0
votes

I am using Lucene.net to search in about 50K entities. these entities are saved in database. I have created an application witch is trying to index 100 entities in each time.

the code is very simple:

var entityList = GetEntityList(100);

foreach (var item in entityList) 
    Indexer.IndexEntity(item);

And This is the Indexer Class :

public class Indexer {
    public void IndexEntity(Entity item)
    {
        IndexWriter writer;
        string path = ConfigurationManager.AppSettings["SearchIndexPath"];
        FSDirectory directory = FSDirectory.Open(new DirectoryInfo(path));
        Analyzer analyzer = new StandardAnalyzer(Version.LUCENE_29);
        if (Directory.GetFiles(path).Length > 0)
            writer = new IndexWriter(directory, analyzer, false, IndexWriter.MaxFieldLength.UNLIMITED);
        else
            writer = new IndexWriter(directory, analyzer, true, IndexWriter.MaxFieldLength.UNLIMITED);
        Document document = new Document();
        document.Add(new Field("id", item.Id.ToString(), Field.Store.YES, Field.Index.NO, Field.TermVector.NO));
        document.Add(new Field("category", item.Category.Id.ToString(), Field.Store.YES, Field.Index.NO, Field.TermVector.NO));
        document.Add(new Field("location", item.Location.Id.ToString(), Field.Store.YES, Field.Index.NO, Field.TermVector.NO));
        document.Add(new Field("point", item.Point.ToString(), Field.Store.YES, Field.Index.NO, Field.TermVector.NO));
        document.Add(new Field("picture", item.PictureUrl, Field.Store.YES, Field.Index.NO, Field.TermVector.NO));
        document.Add(new Field("creationdate", item.CreationDate.ToString(), Field.Store.YES, Field.Index.NO, Field.TermVector.NO));
        document.Add(new Field("title", item.Title, Field.Store.YES, Field.Index.ANALYZED, Field.TermVector.YES));
        document.Add(new Field("body", item.Body, Field.Store.YES, Field.Index.ANALYZED, Field.TermVector.YES));
        string str2 = string.Empty;
        foreach (Tag tag in item.Tags)
        {
            if (!string.IsNullOrEmpty(str2))
            {
                str2 = str2 + "-";
            }
            str2 = str2 + tag.DisplayName;
        }
        document.Add(new Field("tags", str2, Field.Store.YES, Field.Index.ANALYZED, Field.TermVector.YES));
        writer.AddDocument(document);
        writer.Optimize();
        writer.Close();
    }
}

Every thing was fine and my search speed is now good enough. but the problem is that the indexing speed is decreased. my application is indexed about 15K entities up to now and index files size is about 600MB. Now when it wants to index 100 new entities, it takes long about 24 minutes!
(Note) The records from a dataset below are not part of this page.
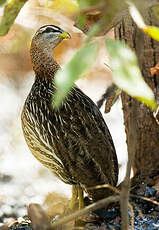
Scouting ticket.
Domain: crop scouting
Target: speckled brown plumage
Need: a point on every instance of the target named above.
(74, 141)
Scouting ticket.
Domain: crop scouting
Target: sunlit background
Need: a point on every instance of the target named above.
(23, 179)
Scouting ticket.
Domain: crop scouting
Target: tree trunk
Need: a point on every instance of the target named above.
(146, 131)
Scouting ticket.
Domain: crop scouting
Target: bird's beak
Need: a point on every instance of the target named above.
(65, 35)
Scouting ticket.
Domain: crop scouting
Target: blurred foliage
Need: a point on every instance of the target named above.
(126, 73)
(66, 7)
(11, 11)
(2, 2)
(156, 11)
(152, 31)
(84, 3)
(79, 64)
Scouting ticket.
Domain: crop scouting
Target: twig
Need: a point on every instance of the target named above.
(90, 208)
(114, 189)
(145, 198)
(132, 215)
(124, 195)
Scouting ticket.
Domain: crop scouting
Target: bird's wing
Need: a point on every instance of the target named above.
(89, 143)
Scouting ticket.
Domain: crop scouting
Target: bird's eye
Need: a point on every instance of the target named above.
(50, 29)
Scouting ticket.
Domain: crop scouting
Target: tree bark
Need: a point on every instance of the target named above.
(146, 132)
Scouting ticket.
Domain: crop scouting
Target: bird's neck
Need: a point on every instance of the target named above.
(44, 65)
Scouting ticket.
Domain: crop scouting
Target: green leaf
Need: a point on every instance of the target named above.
(126, 73)
(11, 11)
(152, 31)
(64, 79)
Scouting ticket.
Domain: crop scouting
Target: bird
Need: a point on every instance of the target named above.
(72, 141)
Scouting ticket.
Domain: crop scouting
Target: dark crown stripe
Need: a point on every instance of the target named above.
(50, 28)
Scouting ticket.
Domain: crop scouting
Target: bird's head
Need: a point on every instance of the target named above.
(50, 36)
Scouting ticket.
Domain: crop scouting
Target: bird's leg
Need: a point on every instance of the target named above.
(81, 198)
(74, 196)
what is the problem? thanks in advance.

1

1 Answers

5
votes

Two things stand out pretty clearly in your code:

  1. You're optimising the index after adding every document. With recent versions of Lucene there are very good reasons why you shouldn't optimise your index at all (per segment caching) and notwithstanding these reasons, optimising your index after adding every document is wild overkill
  2. You're continually opening/closing/committing your index. Given your looping construct, why not open the index writer outside your loop, add the entities, then close/commit. If you need quicker index visibility, you could add a periodic commit command into the loop (based on some kind of modulus arithmetic sounds OK to me.

With these two changes, I think you'll see dramatic speed ups in your indexing jobs.